Writing and Art

Monday, December 16, 2013

The Moral Dilemmas of Time Travel

The following is an excerpt from a novel-in-progress called An American History.

No one that I know, in the history of history writing, has ever had a time machine.  Having discovered a time machine in the basement of the Cal State Fullerton Library, I felt I had a distinct advantage over most, if not all, historians prior to me.  How would I use this wonderful invention?  I would try to find out the truth of history and share this with the world in the form of a book, this book.  I wanted to tell history as an eyewitness.  I was aware, of course, of the difficulties even in this.  There would be language barriers and cultural contexts that I might not understand. There was the fact that I could not read the minds of those I was observing.  In some ways, I would be like an alien, plopped down in the alien worlds of the past, trying to make sense of what I saw.  I knew what I saw, and wrote, would not be "truth" in the pure sense of the word, but I was confident that it might, at least, be something new, and maybe useful.

Evenings, after class, I pored over the D.E.M.A.N.D. PROGRAM FILES I'd stolen (or borrowed) from the time machine room.  I wanted to understand how this thing worked.  How did this machine, which had magically whisked me into the ice age, perform these miracles?  And why?  Not being a physicist or scientist, I had considerable difficulty with the terminology and technical jargon.  There was much I did not understand.

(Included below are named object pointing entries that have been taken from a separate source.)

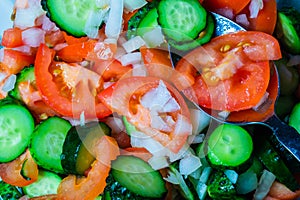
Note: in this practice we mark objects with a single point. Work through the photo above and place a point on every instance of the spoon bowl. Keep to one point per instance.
(264, 114)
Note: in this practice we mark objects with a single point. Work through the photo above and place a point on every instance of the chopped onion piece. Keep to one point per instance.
(158, 162)
(197, 139)
(154, 37)
(254, 7)
(201, 190)
(114, 22)
(265, 182)
(247, 182)
(23, 48)
(200, 120)
(231, 175)
(171, 106)
(33, 37)
(9, 83)
(139, 70)
(183, 126)
(171, 178)
(131, 58)
(133, 44)
(131, 5)
(242, 20)
(158, 123)
(26, 17)
(115, 123)
(189, 164)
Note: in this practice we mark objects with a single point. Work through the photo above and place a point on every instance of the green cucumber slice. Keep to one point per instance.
(229, 146)
(47, 142)
(16, 127)
(181, 20)
(138, 177)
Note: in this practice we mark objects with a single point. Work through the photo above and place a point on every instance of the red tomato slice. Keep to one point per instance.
(68, 89)
(231, 72)
(266, 19)
(14, 61)
(12, 37)
(124, 98)
(11, 172)
(235, 6)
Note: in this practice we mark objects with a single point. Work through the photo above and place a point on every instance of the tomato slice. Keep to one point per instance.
(266, 19)
(235, 6)
(85, 188)
(14, 61)
(14, 171)
(12, 37)
(68, 89)
(231, 72)
(124, 98)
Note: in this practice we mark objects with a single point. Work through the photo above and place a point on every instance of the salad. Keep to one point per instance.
(94, 104)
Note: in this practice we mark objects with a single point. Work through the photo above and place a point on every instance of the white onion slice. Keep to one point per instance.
(131, 58)
(9, 83)
(33, 37)
(189, 164)
(158, 162)
(254, 7)
(154, 38)
(114, 22)
(133, 44)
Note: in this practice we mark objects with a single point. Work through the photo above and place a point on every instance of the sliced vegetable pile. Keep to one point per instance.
(92, 107)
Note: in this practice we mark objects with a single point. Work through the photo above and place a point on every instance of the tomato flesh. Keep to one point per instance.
(59, 100)
(231, 72)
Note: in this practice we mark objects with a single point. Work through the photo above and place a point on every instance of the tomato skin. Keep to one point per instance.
(239, 88)
(11, 172)
(12, 37)
(236, 6)
(14, 61)
(118, 96)
(51, 94)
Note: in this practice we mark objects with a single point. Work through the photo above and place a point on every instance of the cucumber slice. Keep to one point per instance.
(138, 176)
(76, 157)
(16, 127)
(148, 22)
(46, 184)
(204, 37)
(294, 119)
(229, 146)
(72, 16)
(47, 142)
(181, 20)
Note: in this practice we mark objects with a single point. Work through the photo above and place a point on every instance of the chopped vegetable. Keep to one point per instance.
(229, 146)
(138, 176)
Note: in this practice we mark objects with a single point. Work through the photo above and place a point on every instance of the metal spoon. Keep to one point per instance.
(265, 114)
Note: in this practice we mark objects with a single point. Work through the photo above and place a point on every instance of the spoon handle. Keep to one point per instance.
(286, 135)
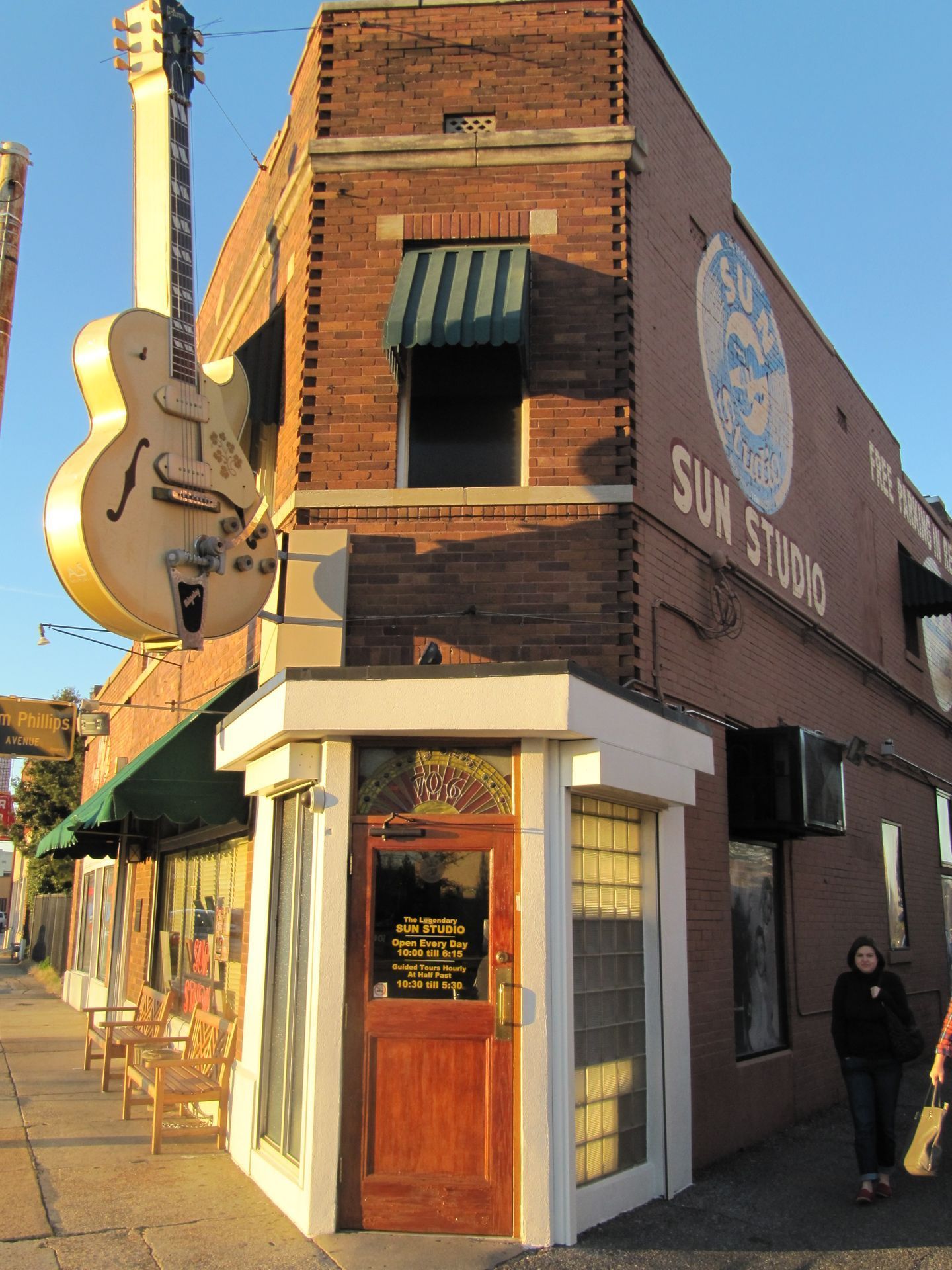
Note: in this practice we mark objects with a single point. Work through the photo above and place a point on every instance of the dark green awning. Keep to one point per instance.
(175, 778)
(460, 295)
(924, 593)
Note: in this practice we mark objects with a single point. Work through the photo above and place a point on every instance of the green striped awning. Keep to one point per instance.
(175, 778)
(460, 295)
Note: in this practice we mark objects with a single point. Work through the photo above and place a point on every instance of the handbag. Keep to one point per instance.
(905, 1039)
(924, 1152)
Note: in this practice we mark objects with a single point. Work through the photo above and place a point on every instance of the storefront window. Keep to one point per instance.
(104, 883)
(201, 923)
(760, 1023)
(608, 954)
(84, 952)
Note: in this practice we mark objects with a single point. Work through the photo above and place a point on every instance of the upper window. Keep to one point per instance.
(456, 331)
(463, 417)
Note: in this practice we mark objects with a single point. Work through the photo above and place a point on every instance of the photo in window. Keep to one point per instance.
(200, 926)
(760, 1017)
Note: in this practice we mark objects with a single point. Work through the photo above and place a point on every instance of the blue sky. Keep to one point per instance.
(834, 117)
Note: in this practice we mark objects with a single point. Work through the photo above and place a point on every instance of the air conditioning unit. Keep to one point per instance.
(783, 783)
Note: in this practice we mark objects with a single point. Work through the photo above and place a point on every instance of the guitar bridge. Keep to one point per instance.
(187, 498)
(183, 400)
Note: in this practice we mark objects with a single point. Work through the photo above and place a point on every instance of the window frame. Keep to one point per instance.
(298, 995)
(404, 396)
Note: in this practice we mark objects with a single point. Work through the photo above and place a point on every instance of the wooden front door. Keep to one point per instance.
(428, 1083)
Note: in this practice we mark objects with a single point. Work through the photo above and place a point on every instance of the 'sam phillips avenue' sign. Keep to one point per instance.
(37, 730)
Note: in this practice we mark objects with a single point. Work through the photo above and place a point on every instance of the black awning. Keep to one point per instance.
(924, 593)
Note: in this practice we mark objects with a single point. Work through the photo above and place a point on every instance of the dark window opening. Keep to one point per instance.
(263, 361)
(910, 619)
(465, 415)
(757, 937)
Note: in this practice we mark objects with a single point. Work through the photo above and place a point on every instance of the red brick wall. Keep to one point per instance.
(777, 665)
(615, 379)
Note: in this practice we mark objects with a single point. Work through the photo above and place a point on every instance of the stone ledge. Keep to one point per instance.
(617, 144)
(489, 495)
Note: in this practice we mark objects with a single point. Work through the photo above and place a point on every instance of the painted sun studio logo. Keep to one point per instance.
(746, 372)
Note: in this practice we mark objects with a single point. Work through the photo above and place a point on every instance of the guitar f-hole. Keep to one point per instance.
(128, 482)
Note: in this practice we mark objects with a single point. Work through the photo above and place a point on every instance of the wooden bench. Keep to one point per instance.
(198, 1075)
(107, 1037)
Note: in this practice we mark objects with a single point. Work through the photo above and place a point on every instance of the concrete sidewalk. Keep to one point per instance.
(80, 1191)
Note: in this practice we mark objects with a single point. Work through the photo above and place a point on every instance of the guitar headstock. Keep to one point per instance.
(160, 34)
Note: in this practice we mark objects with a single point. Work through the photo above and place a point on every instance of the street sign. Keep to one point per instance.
(37, 730)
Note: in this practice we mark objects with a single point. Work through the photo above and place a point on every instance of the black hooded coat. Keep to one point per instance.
(858, 1019)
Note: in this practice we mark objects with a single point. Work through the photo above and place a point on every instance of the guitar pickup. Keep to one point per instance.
(183, 400)
(187, 498)
(187, 473)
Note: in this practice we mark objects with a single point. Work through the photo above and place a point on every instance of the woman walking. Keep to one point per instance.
(871, 1074)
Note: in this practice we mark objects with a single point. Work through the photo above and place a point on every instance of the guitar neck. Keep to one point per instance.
(182, 270)
(164, 258)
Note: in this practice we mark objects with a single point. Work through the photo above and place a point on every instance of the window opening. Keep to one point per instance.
(463, 417)
(608, 958)
(84, 954)
(106, 908)
(895, 886)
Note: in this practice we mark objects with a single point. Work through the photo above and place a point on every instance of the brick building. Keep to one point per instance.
(575, 502)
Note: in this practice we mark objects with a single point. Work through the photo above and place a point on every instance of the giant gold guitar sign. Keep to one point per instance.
(154, 525)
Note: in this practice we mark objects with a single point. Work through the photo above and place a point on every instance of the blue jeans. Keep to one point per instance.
(873, 1087)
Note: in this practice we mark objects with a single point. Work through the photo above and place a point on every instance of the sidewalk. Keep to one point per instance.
(80, 1191)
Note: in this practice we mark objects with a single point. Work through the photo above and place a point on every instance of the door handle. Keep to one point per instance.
(504, 1002)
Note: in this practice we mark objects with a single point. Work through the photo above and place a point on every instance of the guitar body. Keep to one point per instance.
(159, 472)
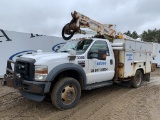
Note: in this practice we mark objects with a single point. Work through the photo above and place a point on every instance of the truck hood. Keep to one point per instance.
(45, 57)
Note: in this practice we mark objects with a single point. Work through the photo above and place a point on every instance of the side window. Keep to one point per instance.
(99, 45)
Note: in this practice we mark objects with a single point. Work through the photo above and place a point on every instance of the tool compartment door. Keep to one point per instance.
(128, 66)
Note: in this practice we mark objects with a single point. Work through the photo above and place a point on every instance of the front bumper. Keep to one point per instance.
(28, 88)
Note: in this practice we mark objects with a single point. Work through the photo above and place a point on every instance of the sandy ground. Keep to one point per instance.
(108, 103)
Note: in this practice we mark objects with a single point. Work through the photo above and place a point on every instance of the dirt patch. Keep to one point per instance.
(111, 103)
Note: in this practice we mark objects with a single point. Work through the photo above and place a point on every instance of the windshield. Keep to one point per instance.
(80, 46)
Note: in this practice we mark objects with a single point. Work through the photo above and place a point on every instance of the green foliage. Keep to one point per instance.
(151, 36)
(148, 36)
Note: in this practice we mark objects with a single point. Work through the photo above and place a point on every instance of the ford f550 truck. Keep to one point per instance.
(83, 64)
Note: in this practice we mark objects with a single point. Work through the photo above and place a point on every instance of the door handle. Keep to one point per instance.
(111, 61)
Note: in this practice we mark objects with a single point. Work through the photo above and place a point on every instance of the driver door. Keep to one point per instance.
(99, 70)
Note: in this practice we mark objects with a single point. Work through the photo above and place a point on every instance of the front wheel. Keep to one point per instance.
(136, 81)
(66, 93)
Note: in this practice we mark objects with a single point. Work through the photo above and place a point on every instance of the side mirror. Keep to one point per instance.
(102, 54)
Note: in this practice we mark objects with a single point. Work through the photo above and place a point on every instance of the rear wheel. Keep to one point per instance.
(136, 81)
(147, 77)
(66, 93)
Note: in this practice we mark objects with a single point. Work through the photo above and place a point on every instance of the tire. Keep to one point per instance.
(136, 81)
(63, 34)
(66, 93)
(147, 77)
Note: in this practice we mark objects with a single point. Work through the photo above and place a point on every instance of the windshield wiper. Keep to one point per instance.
(64, 51)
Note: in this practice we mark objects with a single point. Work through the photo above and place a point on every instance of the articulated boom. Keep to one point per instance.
(81, 21)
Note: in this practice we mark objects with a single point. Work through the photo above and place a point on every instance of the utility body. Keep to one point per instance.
(82, 64)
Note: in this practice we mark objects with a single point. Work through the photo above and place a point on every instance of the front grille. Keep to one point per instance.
(25, 68)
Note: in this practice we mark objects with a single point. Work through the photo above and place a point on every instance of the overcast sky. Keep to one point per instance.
(49, 16)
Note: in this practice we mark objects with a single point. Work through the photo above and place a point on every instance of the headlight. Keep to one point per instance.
(41, 73)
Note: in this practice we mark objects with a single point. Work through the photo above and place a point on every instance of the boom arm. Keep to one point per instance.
(81, 21)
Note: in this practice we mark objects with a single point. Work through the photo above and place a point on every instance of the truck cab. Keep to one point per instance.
(82, 64)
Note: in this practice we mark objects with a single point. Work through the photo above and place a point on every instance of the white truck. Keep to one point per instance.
(14, 44)
(82, 64)
(156, 59)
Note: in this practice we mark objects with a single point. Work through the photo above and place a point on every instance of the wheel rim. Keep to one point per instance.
(138, 79)
(68, 94)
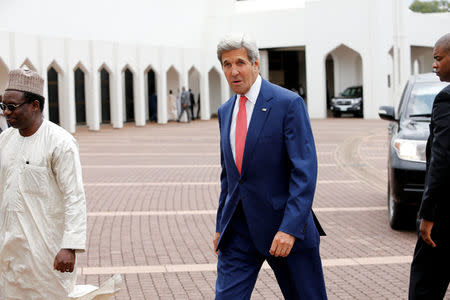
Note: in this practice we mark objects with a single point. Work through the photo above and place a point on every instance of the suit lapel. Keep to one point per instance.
(259, 116)
(227, 119)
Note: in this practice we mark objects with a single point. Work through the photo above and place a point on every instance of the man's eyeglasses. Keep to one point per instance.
(10, 107)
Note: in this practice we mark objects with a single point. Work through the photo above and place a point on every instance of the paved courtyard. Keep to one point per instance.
(152, 193)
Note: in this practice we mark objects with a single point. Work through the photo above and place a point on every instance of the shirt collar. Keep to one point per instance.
(253, 93)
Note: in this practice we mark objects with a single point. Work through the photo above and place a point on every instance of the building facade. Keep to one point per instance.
(102, 60)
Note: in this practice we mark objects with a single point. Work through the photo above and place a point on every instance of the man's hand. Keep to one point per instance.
(282, 244)
(425, 232)
(216, 239)
(65, 260)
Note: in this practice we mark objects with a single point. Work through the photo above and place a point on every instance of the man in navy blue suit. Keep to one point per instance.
(268, 179)
(430, 275)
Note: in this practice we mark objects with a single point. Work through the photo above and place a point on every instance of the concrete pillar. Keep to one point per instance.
(225, 88)
(44, 76)
(315, 78)
(116, 98)
(68, 104)
(162, 97)
(205, 113)
(93, 94)
(139, 97)
(264, 64)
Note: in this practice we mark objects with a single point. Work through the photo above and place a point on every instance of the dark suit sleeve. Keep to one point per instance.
(223, 183)
(301, 151)
(438, 173)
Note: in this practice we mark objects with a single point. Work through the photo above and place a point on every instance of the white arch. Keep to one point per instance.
(347, 67)
(215, 92)
(28, 64)
(173, 84)
(105, 67)
(147, 91)
(3, 75)
(60, 84)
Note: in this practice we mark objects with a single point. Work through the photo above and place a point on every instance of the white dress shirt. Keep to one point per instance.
(251, 95)
(42, 210)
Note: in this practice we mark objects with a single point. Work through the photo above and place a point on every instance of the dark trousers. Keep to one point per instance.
(430, 271)
(299, 275)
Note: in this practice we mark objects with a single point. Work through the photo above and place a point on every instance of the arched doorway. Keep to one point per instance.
(105, 96)
(421, 59)
(53, 95)
(80, 96)
(129, 95)
(194, 87)
(3, 76)
(28, 65)
(344, 82)
(152, 99)
(173, 93)
(214, 91)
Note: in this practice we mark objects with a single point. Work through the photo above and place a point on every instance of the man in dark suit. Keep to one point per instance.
(430, 269)
(191, 104)
(268, 179)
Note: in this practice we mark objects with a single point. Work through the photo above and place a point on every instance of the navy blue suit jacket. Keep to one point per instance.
(279, 170)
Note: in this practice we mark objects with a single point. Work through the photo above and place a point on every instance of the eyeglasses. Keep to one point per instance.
(10, 107)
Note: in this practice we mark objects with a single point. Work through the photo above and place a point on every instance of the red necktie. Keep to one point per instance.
(241, 132)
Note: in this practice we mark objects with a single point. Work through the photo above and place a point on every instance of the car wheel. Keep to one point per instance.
(400, 216)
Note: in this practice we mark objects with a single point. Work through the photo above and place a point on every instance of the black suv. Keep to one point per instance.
(349, 101)
(408, 134)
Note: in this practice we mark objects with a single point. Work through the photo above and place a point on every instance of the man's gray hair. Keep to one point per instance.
(237, 41)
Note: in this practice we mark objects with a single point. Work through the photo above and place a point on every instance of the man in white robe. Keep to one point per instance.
(42, 200)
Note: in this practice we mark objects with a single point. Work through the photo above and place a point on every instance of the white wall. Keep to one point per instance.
(140, 33)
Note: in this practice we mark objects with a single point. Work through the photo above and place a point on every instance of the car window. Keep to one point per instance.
(352, 92)
(422, 97)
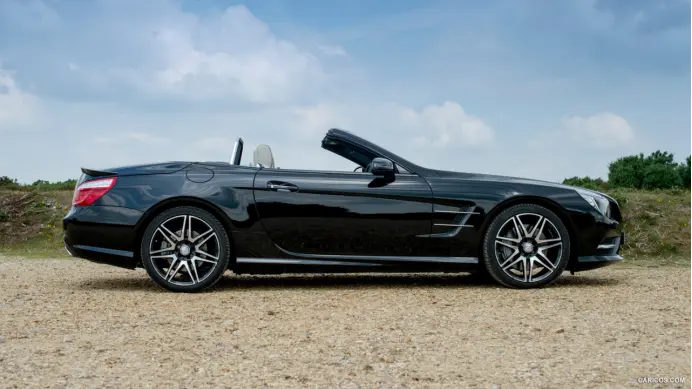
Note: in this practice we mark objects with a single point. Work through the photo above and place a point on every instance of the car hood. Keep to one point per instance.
(515, 180)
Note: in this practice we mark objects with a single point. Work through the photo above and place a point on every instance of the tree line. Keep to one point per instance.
(13, 184)
(658, 170)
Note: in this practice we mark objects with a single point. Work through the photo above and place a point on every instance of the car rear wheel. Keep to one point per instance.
(526, 246)
(185, 249)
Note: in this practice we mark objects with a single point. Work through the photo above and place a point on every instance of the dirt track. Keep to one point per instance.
(71, 323)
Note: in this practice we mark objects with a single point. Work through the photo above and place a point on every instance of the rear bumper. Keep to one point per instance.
(101, 255)
(102, 234)
(606, 254)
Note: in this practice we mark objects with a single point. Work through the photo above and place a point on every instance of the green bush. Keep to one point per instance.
(12, 184)
(627, 172)
(660, 176)
(685, 171)
(656, 171)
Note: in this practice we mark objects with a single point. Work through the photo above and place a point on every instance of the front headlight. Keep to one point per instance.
(597, 201)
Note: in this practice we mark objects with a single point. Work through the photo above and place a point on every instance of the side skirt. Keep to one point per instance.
(316, 263)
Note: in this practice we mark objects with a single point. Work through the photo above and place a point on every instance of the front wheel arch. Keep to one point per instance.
(551, 205)
(182, 201)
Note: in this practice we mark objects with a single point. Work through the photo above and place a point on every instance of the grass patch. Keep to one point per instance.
(31, 222)
(657, 224)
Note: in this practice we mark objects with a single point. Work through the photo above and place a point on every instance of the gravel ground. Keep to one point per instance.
(71, 323)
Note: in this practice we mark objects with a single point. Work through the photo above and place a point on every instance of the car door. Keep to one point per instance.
(344, 213)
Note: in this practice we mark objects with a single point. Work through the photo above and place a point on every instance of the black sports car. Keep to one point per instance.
(186, 223)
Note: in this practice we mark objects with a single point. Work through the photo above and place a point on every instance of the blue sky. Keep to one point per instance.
(539, 88)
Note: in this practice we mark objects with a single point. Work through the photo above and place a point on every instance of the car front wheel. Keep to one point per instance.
(185, 249)
(526, 246)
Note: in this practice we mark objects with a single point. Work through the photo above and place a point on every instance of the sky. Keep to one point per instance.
(544, 89)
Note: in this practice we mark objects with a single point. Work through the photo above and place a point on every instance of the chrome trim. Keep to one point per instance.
(284, 261)
(452, 225)
(462, 212)
(469, 260)
(102, 250)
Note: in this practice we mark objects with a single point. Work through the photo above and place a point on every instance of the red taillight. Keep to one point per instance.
(90, 191)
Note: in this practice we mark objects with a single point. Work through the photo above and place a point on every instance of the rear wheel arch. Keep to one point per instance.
(551, 205)
(174, 202)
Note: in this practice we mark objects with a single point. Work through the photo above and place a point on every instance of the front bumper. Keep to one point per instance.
(606, 254)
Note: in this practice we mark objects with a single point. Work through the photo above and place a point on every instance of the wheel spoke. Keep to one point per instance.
(531, 259)
(206, 254)
(189, 229)
(169, 256)
(196, 258)
(162, 250)
(200, 244)
(542, 248)
(504, 264)
(517, 223)
(192, 250)
(169, 275)
(545, 262)
(182, 230)
(159, 230)
(170, 234)
(204, 236)
(538, 228)
(193, 276)
(513, 240)
(528, 273)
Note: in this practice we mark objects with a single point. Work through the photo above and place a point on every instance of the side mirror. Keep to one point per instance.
(382, 167)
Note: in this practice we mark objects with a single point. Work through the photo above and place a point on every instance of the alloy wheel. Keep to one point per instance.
(528, 247)
(184, 250)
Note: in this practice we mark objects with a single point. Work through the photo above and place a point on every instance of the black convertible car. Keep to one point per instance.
(186, 223)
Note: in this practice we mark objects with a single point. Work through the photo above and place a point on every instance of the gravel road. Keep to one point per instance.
(71, 323)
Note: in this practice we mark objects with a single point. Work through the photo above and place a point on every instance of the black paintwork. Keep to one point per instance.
(280, 220)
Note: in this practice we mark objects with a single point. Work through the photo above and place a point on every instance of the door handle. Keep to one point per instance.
(281, 187)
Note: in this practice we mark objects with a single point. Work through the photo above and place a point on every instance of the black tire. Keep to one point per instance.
(551, 247)
(185, 266)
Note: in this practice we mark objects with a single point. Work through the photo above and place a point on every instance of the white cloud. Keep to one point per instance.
(129, 137)
(16, 106)
(333, 50)
(227, 54)
(446, 125)
(604, 130)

What I did understand was that this machine was originally intended as a weapon to shrink and dispose of matter.  In the APPENDIX section of the D.E.M.A.N.D. PROGRAM FILES was a section entitled "Alternative Uses" which explained how the machine's time travel qualities had been used.  Mostly it was used as a kind of temporal garbage disposal.  People whom the U.S. government wanted to "disappear" were sometimes put into the machine.  Jimmy Hoffa, the labor leader who mysteriously disappeared, for example, was sent to medieval Japan, where he lived, rather comfortably, as warlord.  Unfortunately, when it became clear that sending anachronistic historical figures into other eras would sometimes disrupt the flow of history, this use was abandoned.  

For a time, the machine was rented out to chemical companies who wanted to dispose of toxic substances.   A large shipment of radioactive barrels was sent to South America of the 1300s, and caused many Aztecs to contract cancer and glaucoma.  This, too, had unforeseen consequences in the present.  For example, one of the scientists, who had Aztec ancestry, simply popped out of existence, as his great-great-great-great etc. grandfather died of liver failure due to exposure to the toxic chemicals.  

Next, the companies started sending their waste to the future.  This seemed to work better, but was abandoned for undisclosed reasons.  Ultimately, the wormhole/anomaly that the atomic scientists had opened could not be unopened, so it was deemed too dangerous.  The PROGRAM FILES read: "Should the communists obtain this technology, it might have disastrous consequences for our way of life.  They might, for example, send assassins to Revolutionary America and attempt to kill American heroes like George Washington or Thomas Jefferson.  This must not happen." 

Like many government secrets, the machine was hidden in relatively plain sight, in a library, which was where I found it.

The time machine would propose many moral dilemmas for me.  First, there was the dilemma of whether I should tell people about what I found.  If a time machine existed, shouldn't the world be made aware of its existence?  Wasn't I being selfish in trying to keep it all to myself.  Perhaps I was.  But I, like the scientists who'd abandoned it, felt that it was dangerous for EVERYONE to know about such a miracle.  I felt that, for the time being, I would simply use it, as a historian, as a writer, and see what I could discover.  Always, in the back of my mind, there was the fear of being discovered.  But another part of my mind assured me that, since no one gave a shit about microfilm anymore, no one would bother me in this library basement.  I was free, as I had always been, to explore in solitude.

I got a "C" in physics in high school.  While I had trouble with the theory and construction of the machine, I slowly began to understand how the machine worked, in a practical sense, which is how most 21st century people understand technology.  Most people, myself included, cannot not explain how even a calculator works, much less a computer or cell phone.  We do know, however, how to use these technologies.  I learned that the "watch" I'd discovered in the empty locker in the time machine room, was a sort of controller, allowing me to roughly choose when and where, in the past, I would visit.  The watch was also my key back to the present.  The watch was very important.  If, for example, the watch broke while I was in the past somewhen, I would most likely be stuck there.  Forever.  This whole endeavor was not without considerable risk.

Thankfully, I was bored and desperate enough to take these risks, and many more which I would later become aware of.